During the expedition, around May 14, 1805, both Captains, Meriwether Lewis and William Clark, performed surgery on one of Seaman's arteries in his hind leg, that had been severed by a beaver bite. In early 1806, as the expedition was beginning the return journey, Seaman was stolen by Indians and Lewis threatened to send three armed men to kill the Indian tribe.

Monture Creek in Montana was originally named for him as Seaman's Creek. However a transcribing error caused it to be named Scannon Creek.

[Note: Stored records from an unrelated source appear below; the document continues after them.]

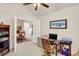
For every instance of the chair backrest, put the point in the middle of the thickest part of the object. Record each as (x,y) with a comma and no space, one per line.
(46,43)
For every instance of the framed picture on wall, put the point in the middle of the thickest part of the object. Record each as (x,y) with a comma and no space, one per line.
(58,24)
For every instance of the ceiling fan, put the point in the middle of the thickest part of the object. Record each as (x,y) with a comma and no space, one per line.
(37,5)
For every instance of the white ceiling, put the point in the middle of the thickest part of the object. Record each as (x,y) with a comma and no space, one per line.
(41,10)
(53,7)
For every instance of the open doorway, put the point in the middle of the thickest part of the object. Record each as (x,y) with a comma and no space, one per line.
(24,31)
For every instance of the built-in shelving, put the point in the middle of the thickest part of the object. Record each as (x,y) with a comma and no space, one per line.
(4,39)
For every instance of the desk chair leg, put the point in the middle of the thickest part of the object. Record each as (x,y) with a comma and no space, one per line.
(56,50)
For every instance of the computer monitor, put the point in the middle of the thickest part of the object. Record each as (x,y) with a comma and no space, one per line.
(53,36)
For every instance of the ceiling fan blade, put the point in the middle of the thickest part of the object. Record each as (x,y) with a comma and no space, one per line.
(27,3)
(36,7)
(45,5)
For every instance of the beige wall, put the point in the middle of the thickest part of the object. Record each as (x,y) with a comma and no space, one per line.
(8,12)
(72,31)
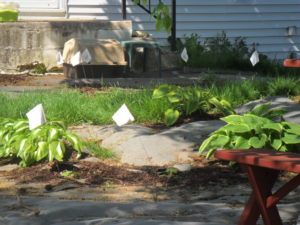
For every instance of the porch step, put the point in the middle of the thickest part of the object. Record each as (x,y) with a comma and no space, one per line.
(24,42)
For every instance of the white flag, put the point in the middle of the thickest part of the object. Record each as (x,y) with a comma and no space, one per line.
(59,58)
(254,59)
(36,117)
(184,55)
(75,60)
(122,116)
(86,56)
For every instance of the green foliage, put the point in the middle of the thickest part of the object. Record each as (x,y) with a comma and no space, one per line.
(284,86)
(46,142)
(262,110)
(221,53)
(163,20)
(184,101)
(251,131)
(39,68)
(75,107)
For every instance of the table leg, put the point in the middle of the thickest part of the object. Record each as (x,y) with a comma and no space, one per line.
(262,181)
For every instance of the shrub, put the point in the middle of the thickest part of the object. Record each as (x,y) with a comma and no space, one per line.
(252,131)
(185,101)
(46,142)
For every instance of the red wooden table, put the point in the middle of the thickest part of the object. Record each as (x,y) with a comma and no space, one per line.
(291,63)
(262,167)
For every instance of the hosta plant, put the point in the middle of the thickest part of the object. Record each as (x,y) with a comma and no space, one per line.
(250,131)
(262,110)
(46,142)
(184,101)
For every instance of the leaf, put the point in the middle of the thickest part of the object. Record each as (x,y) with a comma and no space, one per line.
(52,148)
(293,131)
(75,141)
(162,91)
(276,143)
(233,119)
(53,134)
(171,116)
(42,150)
(237,128)
(290,125)
(174,97)
(259,110)
(283,148)
(206,144)
(275,113)
(242,143)
(291,139)
(222,105)
(220,141)
(273,126)
(258,142)
(60,150)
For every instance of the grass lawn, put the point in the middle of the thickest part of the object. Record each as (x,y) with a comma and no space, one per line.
(75,107)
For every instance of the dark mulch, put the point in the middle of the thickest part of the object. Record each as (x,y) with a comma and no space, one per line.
(204,174)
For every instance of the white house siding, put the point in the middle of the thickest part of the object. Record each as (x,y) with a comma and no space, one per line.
(37,9)
(261,21)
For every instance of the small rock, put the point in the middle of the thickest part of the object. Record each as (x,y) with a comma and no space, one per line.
(183,167)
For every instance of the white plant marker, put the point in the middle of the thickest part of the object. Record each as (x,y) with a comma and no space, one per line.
(76,59)
(36,116)
(254,59)
(123,116)
(59,58)
(86,56)
(184,55)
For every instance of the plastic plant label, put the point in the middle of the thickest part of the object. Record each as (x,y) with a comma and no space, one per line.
(59,59)
(254,59)
(184,55)
(86,56)
(75,60)
(123,116)
(36,117)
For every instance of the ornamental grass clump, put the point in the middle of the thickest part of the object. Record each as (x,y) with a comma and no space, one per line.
(46,142)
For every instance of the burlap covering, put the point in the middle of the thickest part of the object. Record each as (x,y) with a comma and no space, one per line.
(103,51)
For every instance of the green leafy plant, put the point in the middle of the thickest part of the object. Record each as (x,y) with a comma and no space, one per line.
(250,131)
(162,15)
(46,142)
(68,173)
(183,100)
(262,110)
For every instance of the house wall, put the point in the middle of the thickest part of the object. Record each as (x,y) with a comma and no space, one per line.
(264,22)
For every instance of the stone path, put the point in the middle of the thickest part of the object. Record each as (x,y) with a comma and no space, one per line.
(217,206)
(140,146)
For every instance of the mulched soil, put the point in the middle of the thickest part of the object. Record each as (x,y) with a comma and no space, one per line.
(205,173)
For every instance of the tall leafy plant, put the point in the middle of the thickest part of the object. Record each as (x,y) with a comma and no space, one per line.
(251,131)
(185,101)
(46,142)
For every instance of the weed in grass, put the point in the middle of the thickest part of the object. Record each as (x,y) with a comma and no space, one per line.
(221,53)
(75,107)
(237,92)
(284,86)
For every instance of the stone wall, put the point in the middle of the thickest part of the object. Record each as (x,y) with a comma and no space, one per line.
(26,42)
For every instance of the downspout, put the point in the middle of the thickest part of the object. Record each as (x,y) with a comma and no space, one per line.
(124,9)
(173,30)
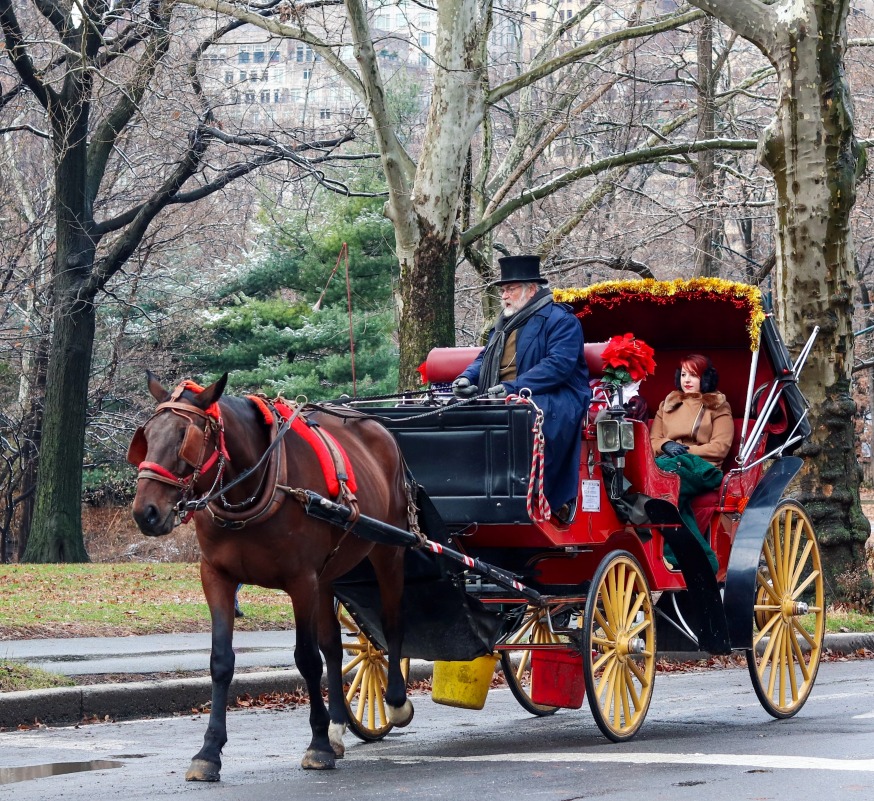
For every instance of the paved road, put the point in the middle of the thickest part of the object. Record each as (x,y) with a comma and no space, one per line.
(163,653)
(705,737)
(155,653)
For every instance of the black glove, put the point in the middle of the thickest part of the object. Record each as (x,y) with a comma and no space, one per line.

In her book "Lewis and Clark and me : a dog's tale" (New York : Henry Holt, 2002) Laurie Myers reports that Lewis and Clark scholar, Jim Holmberg, discovered a book written in 1814 which listed epitaphs, and inscriptions. The book lists an inscription of a dog collar in a museum in Virginia. The inscription reads: "The greatest traveller of my species. My name is SEAMAN, the dog of captain Meriwether Lewis, whom I accompanied to the Pacific ocean through the interior of the continenet of North America." Holmberg's research was published in the February 2000 issue of "We Proceeded On", the newsletter of the Lewis and Clark Trail Heritage Foundation. In the fictional book by Donna Smith "Tall Tails, Cross-Country with Lewis and Clark", Seaman has a journal and the expedition is narrated by him. In the fictional book "New FoundLand", Seaman is a main character.

In 2008, Seaman became the official mascot of Lewis & Clark College's Pioneers.